Il caso FIAT è emblematico di come i più noti imprenditori e manager italiani, nella fattispecie l'AD Marchionne, possono permettersi di usare i posti di lavoro – e gli stessi lavoratori con le loro famiglie – come autentici ostaggi per ottenere i finanziamenti dallo stato.
Dopo aver siglato una lettera d’intenti per la Global Strategic Alliance [Alleanza Strategica Globale] con Chrysler, puntando con tutta evidenza sul mercato USA e su alcuni nuovi modelli di auto, parte di marchio Chrysler e parte di marchio FIAT-Alfa Romeo, da vendere in America attraverso locali concessionari, fra i quali quelli della celebre Dodge, Marchionne tenta la carta del ricatto nei confronti dell’esecutivo in carica in Italia: 60.000 mila posti di lavoro a rischio, in assenza di incentivi alla rottamazione per l'acquisto di nuove auto o, comunque, di un flusso di denaro pubblico a sostegno.
Se lo stato è disposto a impiegare miliardi di euro per correre in soccorso degli usurai delle banche, perché non dovrebbe dare i soldi anche a Marchionne?
In caso contrario, Marchionne ha pur sempre qualche altra opportunità – nonostante la crisi della quale nessuno sa prevedere ampiezza e durata – negli Stati Uniti d'America, dove i finanziamenti alle grandi case produttrici di automobili li concedono, vedi il salvataggio G.M. ...
Il nostro brillante manager, alla testa di una casa automobilistica ristrutturata, riposizionata sul mercato – e inevitabilmente ridimensionata, rispetto ad un glorioso passato – può sempre ridurre  le attività in Italia e aumentarle altrove, in particolare in quei paesi dove i finanziamenti, i prestiti fatti con denaro pubblico si concedono.
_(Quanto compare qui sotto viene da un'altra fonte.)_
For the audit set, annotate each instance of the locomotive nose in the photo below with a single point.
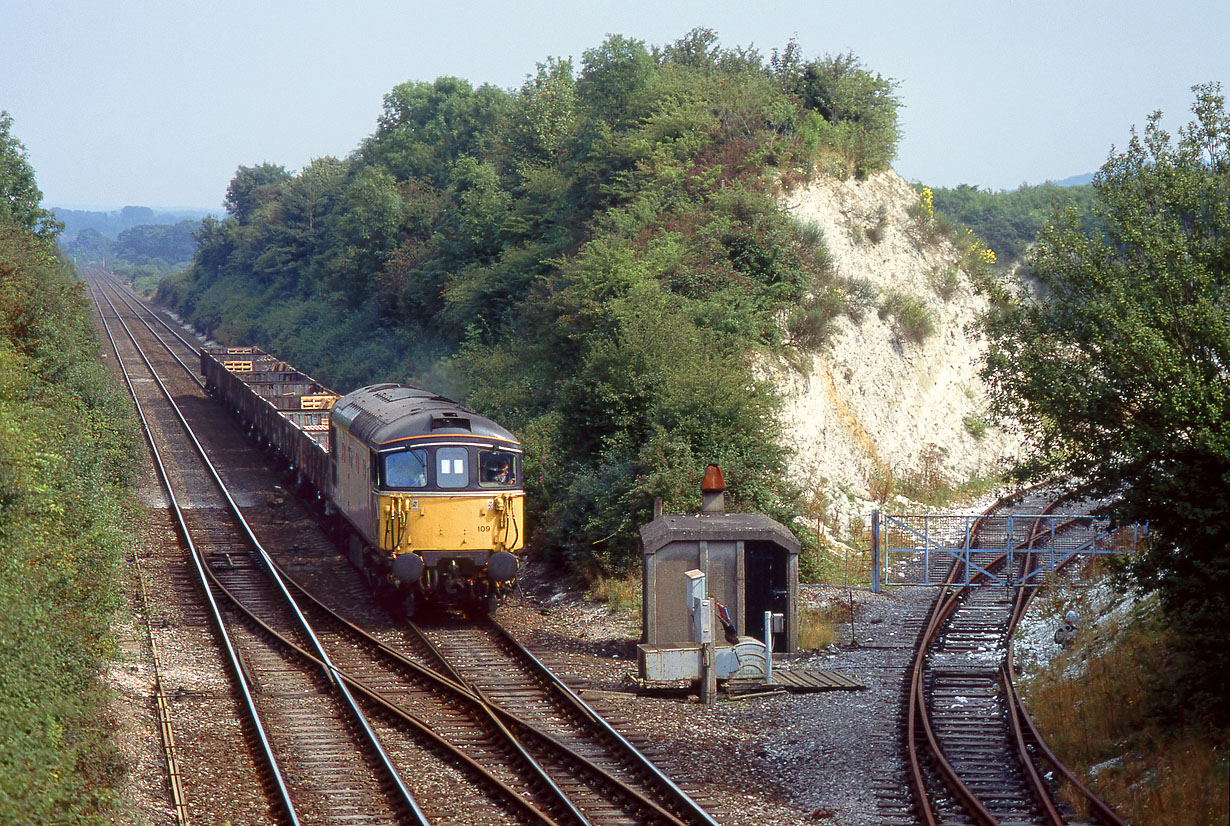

Bene inteso, nella lettera d’intenti del 20 gennaio del corrente anno si precisa, oltre al corrispettivo concesso a FIAT nella misura del 35% del capitale di Chrysler, che il produttore americano avrà così “accesso a piattaforme competitive per veicoli a basso consumo, motori, trasmissioni e componenti che saranno prodotti negli stabilimenti Chrysler”.
Soddisfatti anche i sindacati americani, ed in particolare i vertici della United Auto Workers – il sindacato americano dei lavoratori del settore, con sede a Detroit – a partire dal Key People, per noi italiofoni presidente, Ron Gottelfinger.
Meno soddisfatti i sindacati italiani, CGIL in testa, per le fosche prospettive occupazionali che si profilano negli stabilimenti della FIAT auto nostrani e nell’indotto del settore.
Marchionne, con tutta evidenza, è certo di avere le risorse per mettere in atto l’accordo con Chrysler, ma vorrebbe anche un lauto contributo da parte dello stato italiano.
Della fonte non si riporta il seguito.